THE FALL OF EVERY SEASON

Artiste/Groupe

The Fall Of Every Season

Album

From Below

Date de sortie

08/03/2007

Style

Doom

Chroniqueur

Damien

Note

13/20

Site Officiel

http://www.thefallofeveryseason.com/

C H R O N I Q U E

Attention groupe d'exception ! The Fall Of Every Season est un groupe de Doom aérien et assez atmosphérique qui base sa musique sur l'opposition entre Doom-Death lent et guttural et un rock funèbre acoustique emmené par un chant clair parfait. Cet album, il vous faudra une bonne vingtaine d'écoutes successives pour l'apprécier à sa propre valeur. Composé de 5 titres, il est l'oeuvre, non pas de 5 ou 6 personnes, mais bien d'un seul homme, j'ai nommé le génial créateur de ce disque d'un bout à l'autre (des instruments à la production en passant par la voix) Marius Strand. Et oui, il à décidé de tout faire tout seul et on se demande si cela aurait pu en être autrement. Nous voici donc plongés dans sa vision des choses, de la vie, sombre mais envoûtante et surtout émotionnellement lourde. Ce disque s'ouvre sur le morceau titre, la rencontre parfaite de la lourdeur et de la mélancolie. Presque 12 minutes durant lesquelles on passe d'une complainte grognée sur des rythmes Doomesques à un chant léger et plein de tristesse entourée de passages acoustiques.
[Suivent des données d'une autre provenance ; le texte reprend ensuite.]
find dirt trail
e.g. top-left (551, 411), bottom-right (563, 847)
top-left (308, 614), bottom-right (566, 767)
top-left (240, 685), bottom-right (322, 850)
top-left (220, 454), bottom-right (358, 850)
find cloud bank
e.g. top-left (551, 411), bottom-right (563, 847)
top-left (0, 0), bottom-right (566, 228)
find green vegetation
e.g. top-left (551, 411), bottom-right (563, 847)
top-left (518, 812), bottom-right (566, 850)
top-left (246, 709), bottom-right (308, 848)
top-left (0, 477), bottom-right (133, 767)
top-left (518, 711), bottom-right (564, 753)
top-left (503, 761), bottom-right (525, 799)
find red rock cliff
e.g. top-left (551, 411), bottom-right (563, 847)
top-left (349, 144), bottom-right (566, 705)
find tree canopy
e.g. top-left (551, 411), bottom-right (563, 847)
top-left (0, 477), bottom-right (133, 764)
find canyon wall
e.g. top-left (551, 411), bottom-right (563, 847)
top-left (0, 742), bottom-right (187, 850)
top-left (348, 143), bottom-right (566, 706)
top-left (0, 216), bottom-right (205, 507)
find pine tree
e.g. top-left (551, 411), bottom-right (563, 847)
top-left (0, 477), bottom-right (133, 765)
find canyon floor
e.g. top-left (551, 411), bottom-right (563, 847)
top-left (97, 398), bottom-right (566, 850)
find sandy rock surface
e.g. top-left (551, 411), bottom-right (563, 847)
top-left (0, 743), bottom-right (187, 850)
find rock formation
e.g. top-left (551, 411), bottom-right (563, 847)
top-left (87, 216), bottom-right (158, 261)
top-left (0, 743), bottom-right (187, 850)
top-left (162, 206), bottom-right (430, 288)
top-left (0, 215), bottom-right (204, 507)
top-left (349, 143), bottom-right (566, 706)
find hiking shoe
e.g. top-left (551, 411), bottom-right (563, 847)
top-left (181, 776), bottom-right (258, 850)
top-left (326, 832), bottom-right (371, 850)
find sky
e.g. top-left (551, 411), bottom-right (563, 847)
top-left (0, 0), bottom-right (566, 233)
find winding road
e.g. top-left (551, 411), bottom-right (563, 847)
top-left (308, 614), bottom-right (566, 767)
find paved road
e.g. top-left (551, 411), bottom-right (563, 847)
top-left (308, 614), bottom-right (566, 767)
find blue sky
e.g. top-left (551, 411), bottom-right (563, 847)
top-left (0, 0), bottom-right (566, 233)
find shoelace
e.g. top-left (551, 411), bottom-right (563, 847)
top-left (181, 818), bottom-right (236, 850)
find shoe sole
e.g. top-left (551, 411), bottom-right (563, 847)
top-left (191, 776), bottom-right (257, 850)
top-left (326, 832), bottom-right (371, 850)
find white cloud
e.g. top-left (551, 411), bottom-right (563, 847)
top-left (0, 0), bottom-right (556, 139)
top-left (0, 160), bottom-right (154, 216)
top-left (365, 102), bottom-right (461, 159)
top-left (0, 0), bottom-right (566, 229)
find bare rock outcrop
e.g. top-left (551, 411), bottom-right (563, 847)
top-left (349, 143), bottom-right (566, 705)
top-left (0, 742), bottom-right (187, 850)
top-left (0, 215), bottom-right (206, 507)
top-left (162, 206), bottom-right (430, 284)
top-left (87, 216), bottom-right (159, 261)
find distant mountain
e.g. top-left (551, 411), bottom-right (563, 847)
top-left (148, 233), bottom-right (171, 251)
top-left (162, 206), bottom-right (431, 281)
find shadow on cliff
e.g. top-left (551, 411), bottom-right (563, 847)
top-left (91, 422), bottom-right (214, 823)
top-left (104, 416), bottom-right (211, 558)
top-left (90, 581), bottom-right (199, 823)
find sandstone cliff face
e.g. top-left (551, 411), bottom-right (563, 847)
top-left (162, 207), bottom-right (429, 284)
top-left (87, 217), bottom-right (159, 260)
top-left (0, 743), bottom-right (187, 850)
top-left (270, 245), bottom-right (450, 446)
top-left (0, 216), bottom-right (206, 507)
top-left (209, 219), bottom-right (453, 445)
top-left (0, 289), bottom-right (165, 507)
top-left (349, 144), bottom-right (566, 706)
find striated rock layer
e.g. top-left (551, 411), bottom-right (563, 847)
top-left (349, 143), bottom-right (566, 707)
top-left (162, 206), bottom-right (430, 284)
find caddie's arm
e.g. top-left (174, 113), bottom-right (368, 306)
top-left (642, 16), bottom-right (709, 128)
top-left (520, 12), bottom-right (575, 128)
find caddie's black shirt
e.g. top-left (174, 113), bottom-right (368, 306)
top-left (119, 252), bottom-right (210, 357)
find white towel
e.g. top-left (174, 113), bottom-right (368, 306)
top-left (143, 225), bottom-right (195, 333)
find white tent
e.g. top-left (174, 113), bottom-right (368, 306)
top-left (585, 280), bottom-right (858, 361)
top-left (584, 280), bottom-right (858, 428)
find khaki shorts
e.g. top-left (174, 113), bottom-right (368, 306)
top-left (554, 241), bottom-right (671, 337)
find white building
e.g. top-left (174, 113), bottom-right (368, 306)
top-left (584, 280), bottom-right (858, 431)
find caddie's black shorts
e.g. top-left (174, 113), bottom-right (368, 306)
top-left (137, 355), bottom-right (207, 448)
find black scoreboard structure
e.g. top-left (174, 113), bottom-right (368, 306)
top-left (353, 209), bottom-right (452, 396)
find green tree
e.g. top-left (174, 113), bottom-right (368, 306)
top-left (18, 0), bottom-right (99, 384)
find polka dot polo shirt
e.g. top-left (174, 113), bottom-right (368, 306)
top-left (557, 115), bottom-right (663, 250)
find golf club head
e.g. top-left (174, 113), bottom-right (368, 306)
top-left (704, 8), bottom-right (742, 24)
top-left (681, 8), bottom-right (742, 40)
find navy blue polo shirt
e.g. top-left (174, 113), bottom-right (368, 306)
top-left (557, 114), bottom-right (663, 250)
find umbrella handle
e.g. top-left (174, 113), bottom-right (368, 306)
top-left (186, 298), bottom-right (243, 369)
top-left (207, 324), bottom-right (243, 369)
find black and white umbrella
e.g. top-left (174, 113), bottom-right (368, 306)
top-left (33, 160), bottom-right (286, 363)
C'est à la fois facile de décrire cette musique mais aussi très compliqué car faire part de tout les sentiments qui nous envahissent à l'écoute de ce superbe disque cela devient impossible. On plonge vers une plage au bord de la mer du Nord, froide, neigeuse et embrumée sur Sispyhean, le second morceau. Totalement dénué de grognements, il revêt des faux-airs de ballade FM dépressive alors que ce n'est pas du tout ce à quoi il aspire. Non, à l'instar du voyage proposé par les Celtic Frost ou autre Anathema, c'est ici une exploration de la tristesse de l'âme humaine qui est proposée.

The Triumphant Beast lorgne lui du côté du Death-Prog d'Opeth, avec toujours cette alternance clair-guttural et l'arrivée d'un vrai rythme, de vrais riffs presque balisés dans un univers connu, le Metal. On se rapproche donc de la civilisation humaine et en terrain connu. Toutefois c'est à cette occasion qu'il devient plus banal et moins intéressant.

Pour un nouveau morceau de plus de 12 minutes, on peut dire que c'est rageant. Escape Of The Dove nous replonge dans la lumière, acoustique accompagné d'un piano léger pour alléger quelque peu l'ambiance. Court mais jolie chanson.

Enfin le final, Her Wihtering Petals, qui démarre de manière lourdingue, avec un riff pouvant presque rivaliser avec la vitesse d'Orthodox (les espagnols barrés qui font du Doom une science occulte). Toujours Akerfeltesque dans l'approche, on peut dire que Marius Strand a décidé d'alléger le tout, de le ralentir pour appuyer les sentiments que l'on ressent, pour bien nous emmener là où il le veut. Et là où il veut nous emmener c'est sur le chemin de la libération, en nous montrant comment surmonter tout cela.

Le final en chant clair y parvient presque mais problème de ce quart d'heure c'est qu'il manque de ce petit quelque chose qui fait la différence.

Car oui, c'est le principal reproche que l'on peut faire à ce From Below, il impressionne par sa réussite et son apparât magnifique sur les deux premières chansons mais il se perd au final dans de bonnes intentions ravagées par l'absence de ce qui aurait pu faire de ce disque plus qu'on assez bon disque : l'étincelle. Celle qu'ont toujours eu Anathema ou Nine Inch Nails mais qui fait cruellement défaut au bout d'un quart d'heure d'écoute. Au final un disque agréable à écouter mais qui finit quelque peu par ennuyer à cause d'un manque d'originalité ou de foi, foi en la musique qui semble confuse pour Marius Strand. Peut-être faudra-t-il penser à recruter pour le prochain album qui pourrait être une réussite si le monsieur ne se retrouve pas tout seul. De l'assez bon travail tout de même.